Later, as Showalter prepared for his club's afternoon matchup against Tampa Bay -- a contest the O's would lose by a 7-4 score -- he was asked if there were other, unique aspects of Ed Smith Stadium and the team's spring training complex that were particularly beneficial to his team.
"Oh my God, where do you start?" he mused.
"Really, what it all comes down to here is baseball functionality. From a baseball perspective, everything's in the right place here. The main locker room is right next to the auxiliary locker room, the training room is right next to the weight room ...
"There's just a nice flow here that you don't see in other places, and that makes it much easier to train and get our club ready for the season."
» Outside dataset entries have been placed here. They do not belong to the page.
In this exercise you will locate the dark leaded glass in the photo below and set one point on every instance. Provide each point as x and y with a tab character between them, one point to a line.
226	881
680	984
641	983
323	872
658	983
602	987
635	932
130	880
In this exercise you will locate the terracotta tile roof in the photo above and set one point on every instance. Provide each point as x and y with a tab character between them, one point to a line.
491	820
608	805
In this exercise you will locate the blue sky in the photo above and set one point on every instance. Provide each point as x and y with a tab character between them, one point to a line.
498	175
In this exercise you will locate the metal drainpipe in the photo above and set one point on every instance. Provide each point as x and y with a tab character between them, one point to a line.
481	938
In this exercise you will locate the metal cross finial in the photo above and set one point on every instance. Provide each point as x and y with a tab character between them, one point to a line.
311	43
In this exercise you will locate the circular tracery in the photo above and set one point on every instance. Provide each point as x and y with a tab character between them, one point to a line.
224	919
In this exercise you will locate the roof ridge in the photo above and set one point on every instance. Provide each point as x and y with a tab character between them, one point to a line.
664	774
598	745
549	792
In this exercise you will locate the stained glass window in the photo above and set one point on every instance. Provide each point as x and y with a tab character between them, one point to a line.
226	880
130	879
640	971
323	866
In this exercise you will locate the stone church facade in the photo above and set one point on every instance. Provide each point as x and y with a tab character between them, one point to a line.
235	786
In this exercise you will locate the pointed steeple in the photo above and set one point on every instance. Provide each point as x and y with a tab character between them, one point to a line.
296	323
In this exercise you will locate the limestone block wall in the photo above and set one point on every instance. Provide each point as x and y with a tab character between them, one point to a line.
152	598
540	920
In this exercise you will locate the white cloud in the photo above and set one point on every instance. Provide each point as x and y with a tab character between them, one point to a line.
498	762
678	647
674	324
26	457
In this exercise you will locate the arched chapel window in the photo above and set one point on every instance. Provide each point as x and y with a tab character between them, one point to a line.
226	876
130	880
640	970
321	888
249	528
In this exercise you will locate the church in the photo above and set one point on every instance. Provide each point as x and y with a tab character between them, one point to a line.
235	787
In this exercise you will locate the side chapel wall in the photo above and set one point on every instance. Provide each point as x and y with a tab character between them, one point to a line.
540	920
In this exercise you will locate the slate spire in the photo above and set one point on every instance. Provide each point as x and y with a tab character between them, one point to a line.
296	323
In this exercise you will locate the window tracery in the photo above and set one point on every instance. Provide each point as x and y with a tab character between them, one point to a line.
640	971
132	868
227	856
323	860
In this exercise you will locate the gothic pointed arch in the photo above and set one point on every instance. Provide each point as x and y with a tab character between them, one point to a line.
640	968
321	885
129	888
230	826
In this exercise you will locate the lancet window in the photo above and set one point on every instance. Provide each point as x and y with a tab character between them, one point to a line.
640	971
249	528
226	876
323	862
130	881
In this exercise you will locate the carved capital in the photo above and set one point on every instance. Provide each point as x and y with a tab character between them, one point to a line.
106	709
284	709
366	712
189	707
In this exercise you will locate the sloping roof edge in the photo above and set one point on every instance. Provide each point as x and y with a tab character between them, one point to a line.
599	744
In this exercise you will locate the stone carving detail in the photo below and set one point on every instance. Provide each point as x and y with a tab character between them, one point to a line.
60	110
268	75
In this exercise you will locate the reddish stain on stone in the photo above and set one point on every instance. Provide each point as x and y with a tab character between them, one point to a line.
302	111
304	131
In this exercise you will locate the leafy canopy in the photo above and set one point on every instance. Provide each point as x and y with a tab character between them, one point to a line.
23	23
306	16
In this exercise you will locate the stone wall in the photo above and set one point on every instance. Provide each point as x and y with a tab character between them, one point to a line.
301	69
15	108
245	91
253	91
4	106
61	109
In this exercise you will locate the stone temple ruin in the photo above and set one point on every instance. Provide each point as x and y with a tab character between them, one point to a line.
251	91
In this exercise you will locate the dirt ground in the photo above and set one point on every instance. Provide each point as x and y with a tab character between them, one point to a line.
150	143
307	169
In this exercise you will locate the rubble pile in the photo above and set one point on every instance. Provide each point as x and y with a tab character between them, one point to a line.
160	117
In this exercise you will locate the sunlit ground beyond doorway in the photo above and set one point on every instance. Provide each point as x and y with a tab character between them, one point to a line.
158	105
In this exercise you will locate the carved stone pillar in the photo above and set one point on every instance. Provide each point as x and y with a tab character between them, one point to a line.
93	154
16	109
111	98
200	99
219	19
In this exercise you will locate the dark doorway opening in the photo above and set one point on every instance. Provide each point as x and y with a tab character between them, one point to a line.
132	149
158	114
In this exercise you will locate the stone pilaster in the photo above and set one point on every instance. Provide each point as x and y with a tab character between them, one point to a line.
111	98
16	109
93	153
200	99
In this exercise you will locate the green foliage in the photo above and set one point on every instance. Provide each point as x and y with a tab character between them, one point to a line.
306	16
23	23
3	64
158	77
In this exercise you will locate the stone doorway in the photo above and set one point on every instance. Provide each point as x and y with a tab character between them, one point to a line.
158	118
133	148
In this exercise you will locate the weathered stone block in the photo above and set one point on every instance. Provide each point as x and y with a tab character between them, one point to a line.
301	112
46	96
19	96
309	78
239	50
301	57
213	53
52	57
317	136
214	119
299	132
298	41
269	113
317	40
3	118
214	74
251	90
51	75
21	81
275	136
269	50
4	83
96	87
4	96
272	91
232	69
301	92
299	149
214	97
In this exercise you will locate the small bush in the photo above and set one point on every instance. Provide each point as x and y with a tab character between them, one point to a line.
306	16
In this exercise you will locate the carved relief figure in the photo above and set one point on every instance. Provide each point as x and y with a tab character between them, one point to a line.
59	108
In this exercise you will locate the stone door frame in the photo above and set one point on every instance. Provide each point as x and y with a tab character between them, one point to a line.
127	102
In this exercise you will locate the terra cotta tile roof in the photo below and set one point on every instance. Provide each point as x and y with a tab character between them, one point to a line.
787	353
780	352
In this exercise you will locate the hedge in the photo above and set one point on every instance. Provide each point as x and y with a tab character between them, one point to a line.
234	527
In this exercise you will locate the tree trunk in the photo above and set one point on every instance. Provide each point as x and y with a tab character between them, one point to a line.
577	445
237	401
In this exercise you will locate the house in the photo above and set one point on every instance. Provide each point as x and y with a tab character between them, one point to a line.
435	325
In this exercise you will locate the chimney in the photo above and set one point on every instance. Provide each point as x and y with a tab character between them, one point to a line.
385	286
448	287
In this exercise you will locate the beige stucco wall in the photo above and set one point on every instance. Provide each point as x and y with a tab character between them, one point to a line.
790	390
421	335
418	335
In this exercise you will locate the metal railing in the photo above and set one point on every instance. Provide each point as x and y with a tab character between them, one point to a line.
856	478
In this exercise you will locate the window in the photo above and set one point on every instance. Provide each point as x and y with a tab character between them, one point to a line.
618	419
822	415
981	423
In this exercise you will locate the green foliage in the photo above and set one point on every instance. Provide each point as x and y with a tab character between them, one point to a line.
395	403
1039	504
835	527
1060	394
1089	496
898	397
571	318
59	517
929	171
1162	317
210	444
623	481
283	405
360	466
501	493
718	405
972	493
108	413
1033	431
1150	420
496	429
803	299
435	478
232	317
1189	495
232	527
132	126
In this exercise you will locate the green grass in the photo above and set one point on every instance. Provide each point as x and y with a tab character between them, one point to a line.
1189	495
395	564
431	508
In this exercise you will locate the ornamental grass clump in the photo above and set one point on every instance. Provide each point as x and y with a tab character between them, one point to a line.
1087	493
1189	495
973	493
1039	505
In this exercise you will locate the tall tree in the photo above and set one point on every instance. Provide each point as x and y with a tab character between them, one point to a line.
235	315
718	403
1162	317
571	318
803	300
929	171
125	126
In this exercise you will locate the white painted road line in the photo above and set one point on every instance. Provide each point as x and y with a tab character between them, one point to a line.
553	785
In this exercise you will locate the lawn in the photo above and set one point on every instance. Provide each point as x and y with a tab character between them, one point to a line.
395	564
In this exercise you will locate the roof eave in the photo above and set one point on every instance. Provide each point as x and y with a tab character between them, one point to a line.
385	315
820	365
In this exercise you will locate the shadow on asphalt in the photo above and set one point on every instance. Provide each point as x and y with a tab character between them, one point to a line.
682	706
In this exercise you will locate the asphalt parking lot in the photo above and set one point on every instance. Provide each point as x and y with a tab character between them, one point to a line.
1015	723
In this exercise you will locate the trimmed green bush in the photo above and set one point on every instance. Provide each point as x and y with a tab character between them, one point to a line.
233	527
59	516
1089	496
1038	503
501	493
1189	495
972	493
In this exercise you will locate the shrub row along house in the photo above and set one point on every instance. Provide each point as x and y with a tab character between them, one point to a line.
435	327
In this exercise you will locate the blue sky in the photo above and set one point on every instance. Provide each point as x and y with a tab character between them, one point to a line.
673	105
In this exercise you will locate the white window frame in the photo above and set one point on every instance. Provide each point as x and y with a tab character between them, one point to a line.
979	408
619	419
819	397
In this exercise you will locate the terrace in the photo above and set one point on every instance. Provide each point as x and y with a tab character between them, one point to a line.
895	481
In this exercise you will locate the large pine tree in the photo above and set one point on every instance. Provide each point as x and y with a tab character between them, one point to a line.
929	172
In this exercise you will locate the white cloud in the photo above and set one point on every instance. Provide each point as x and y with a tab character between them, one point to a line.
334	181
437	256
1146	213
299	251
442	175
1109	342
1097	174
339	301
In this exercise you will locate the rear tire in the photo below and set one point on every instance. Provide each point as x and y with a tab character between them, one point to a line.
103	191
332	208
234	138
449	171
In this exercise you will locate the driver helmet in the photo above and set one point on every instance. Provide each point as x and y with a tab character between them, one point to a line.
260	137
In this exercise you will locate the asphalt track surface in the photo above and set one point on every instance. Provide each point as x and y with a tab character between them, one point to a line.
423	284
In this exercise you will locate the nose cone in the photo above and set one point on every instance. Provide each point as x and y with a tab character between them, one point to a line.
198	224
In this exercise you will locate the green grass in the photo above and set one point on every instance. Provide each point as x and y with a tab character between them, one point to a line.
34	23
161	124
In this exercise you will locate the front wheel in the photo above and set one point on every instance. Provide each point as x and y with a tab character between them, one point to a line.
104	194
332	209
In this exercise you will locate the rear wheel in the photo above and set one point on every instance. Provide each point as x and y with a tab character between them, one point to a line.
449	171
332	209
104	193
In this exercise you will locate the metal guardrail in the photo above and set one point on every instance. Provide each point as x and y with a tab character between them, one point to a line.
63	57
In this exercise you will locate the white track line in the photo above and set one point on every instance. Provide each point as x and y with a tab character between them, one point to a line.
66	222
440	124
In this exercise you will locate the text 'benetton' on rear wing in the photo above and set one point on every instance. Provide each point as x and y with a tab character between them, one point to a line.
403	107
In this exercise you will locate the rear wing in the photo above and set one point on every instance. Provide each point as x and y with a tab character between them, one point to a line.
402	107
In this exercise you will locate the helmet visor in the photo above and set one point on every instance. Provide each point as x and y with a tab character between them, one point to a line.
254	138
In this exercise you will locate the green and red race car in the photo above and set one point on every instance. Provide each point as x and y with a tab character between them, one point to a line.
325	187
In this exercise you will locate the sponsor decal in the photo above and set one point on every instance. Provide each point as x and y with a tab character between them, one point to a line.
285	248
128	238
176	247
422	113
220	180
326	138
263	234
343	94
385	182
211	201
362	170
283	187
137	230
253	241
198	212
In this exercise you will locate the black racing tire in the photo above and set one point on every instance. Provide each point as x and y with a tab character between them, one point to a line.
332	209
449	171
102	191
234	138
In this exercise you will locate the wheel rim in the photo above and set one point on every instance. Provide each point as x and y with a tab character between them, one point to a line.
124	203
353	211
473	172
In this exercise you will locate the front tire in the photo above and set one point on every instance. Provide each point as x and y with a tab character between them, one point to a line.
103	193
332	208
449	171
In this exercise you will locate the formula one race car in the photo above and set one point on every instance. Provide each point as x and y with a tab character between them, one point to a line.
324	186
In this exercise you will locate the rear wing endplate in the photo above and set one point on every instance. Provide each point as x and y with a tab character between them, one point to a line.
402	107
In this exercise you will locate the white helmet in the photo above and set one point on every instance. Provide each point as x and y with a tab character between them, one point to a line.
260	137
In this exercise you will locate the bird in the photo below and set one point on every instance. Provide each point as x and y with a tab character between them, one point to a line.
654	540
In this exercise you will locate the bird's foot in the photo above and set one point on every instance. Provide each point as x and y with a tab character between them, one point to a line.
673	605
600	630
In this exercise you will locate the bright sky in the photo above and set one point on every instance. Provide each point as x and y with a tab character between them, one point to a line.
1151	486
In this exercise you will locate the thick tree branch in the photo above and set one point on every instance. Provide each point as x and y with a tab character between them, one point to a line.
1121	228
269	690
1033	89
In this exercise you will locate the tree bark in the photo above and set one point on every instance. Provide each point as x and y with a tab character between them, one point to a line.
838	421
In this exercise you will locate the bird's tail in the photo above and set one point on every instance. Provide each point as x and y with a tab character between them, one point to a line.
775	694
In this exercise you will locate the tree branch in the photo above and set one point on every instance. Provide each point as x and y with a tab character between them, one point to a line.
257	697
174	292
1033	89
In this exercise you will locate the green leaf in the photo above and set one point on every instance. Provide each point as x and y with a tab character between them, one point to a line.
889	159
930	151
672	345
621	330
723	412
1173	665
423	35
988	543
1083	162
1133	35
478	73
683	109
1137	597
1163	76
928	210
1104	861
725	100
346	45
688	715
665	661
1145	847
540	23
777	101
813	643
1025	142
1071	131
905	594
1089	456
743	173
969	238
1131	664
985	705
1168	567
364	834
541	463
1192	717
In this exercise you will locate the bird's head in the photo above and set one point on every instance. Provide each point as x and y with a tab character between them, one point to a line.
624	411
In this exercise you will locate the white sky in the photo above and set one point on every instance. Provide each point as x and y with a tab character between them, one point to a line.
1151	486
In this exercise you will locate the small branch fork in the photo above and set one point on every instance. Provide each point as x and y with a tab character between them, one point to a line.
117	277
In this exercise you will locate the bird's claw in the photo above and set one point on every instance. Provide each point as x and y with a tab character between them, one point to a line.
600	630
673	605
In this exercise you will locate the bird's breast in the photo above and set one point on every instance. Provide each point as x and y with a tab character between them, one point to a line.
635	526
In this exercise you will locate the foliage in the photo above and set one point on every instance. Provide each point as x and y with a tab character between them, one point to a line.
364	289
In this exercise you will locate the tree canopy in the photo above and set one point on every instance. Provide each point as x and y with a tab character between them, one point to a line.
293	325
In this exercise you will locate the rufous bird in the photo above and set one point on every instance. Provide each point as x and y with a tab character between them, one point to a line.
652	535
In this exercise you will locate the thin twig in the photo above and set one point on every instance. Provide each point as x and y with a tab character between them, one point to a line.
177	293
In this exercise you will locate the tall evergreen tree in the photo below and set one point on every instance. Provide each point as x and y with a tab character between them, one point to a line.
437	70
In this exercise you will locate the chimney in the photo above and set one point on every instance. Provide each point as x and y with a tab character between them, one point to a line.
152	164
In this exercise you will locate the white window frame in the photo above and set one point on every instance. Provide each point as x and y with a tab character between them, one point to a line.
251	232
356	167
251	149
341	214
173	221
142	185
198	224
According to Showalter, the stadium's player-friendly design was the product of a collaborative effort in which a team of architects, headed by Showalter's Mississippi State classmate and now-former Oriole vice president Janet Marie Smith, secured input from the organization's baseball people in order to create a state-of-the-art playing facility.
"Take the hitting background as an example," said Showalter, directing his focus to center field. "It's twice as wide as those you'll typically find and it's high, so you can really see the ball. It's the best in spring training.
"Also, a lot of ballparks don't have much padding, but look around. We have it everywhere. Our players have the safest spring training field in baseball."
There are many subtleties to the stadium's design that would likely go unnoticed by most observers but are not lost on Showalter, who has long been regarded as baseball's quintessential, attention-to-detail manager.
"The height of the dugouts and the way they're designed make them function the way they're supposed to function, and that's a direct result of input provided by baseball personnel," he notes.
"Also, we didn't put mirrors in the dugout bathrooms because someone's going to break them, for sure."
Showalter becomes equally enthused when discussing the facilities that rest beyond the stadium's outfield fences, particularly Camden Yards Field -- a dimensional replica of Oriole Park -- which serves to simulate the game of baseball as it's played in Baltimore.
"Everything's exactly the same ... the height of the fences, the foul territory, the distances from home plate.
"We can do cutoff and relay drills, work on flyball priority and outfield calls and really feel that we're ready to play in Baltimore."
Ed Smith Stadium was not overly kind to starter Wei-Yin Chen on Wednesday, as the Oriole left-hander was roughed up by Tampa Bay for six runs and 10 hits in 32/3 innings of work in a 7-4 loss.
Chen surrendered two home runs on the day -- a leadoff blast by Wil Myers off the hitting background and a two-run shot by Sean Rodriguez that capped a three-run third.
Adam Jones collected his first home run of the spring -- a sixth-inning smash off right-hander Steve Geltz -- along with a double in three at-bats. The Oriole center fielder scored three of his team's four runs on the afternoon to account for nearly all of the Baltimore offense.